Du kannst schon neue Tiere rein tun, mußt halt wenn wieder so ein Winter kommt gleich vorn vorne rein vorsorgen und was tun damit der Teich nicht so auskühlt. (gibt viele Möglichkeiten)
Jeder lernt aus Fehler, sowie wie ich auch


gruß Jürgen


----------



## Platin (6. Apr. 2009)

*AW: kois leider tot*

Hi Cpt.Nemo

Hast Du vielleicht Pflanzen oder Pflanzkörbe im Teich?
Oder Falten in der Teichfolie? 
Das könnten noch Möglichkeiten sein, wo die Koi sich verstecken.

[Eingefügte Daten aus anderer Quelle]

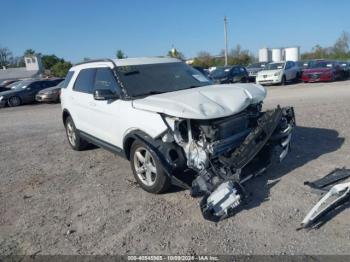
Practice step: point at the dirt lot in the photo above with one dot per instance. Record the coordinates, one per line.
(57, 201)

Schmeiß doch einfach mal ein bisschen Futter in den Teich, dann wirst Du in den nächsten Tagen sehen ob was fehlt oder nicht.


----------



## hipsu (7. Apr. 2009)

*AW: kois leider tot*

Hallo,

da könnte sein das sie sich verstecken. Wenn nicht sind sie jetzt hier: 
http://www.indigo.org/rainbow/rainbow-de.html

MfG Benny


----------



## cpt.nemo (7. Apr. 2009)

*AW: kois leider tot*

Da schau ich doch gestern abend in den Teich und sehe was Helles vorbeiflitzen. Hoffentlich hab ich mir das nicht nur eingebildet.
Ich hab halt schon sehr viele Verstecke im Teich un die Wassertemperatur ist mit mit ca. 10 Grad auch noch nicht wirklich hoch. Es wäre wirklich zu schön, wenn meine Kleinen diesen langen Winter überstanden hätten.
Übrigens: cpt.nemo ist der Name von meinem Hund
l.G. an alle, Brigitte


----------



## Jogibärle (7. Apr. 2009)

*AW: kois leider tot*

Hallo brigitte,

hatte heute im Teich schon fast 20°


gruß Jürgen


----------



## cpt.nemo (7. Apr. 2009)

*AW: kois leider tot*

Das sind ja Badetemperaturen. Das ist bestimmt nicht in München
(ausser mit Heizung)


----------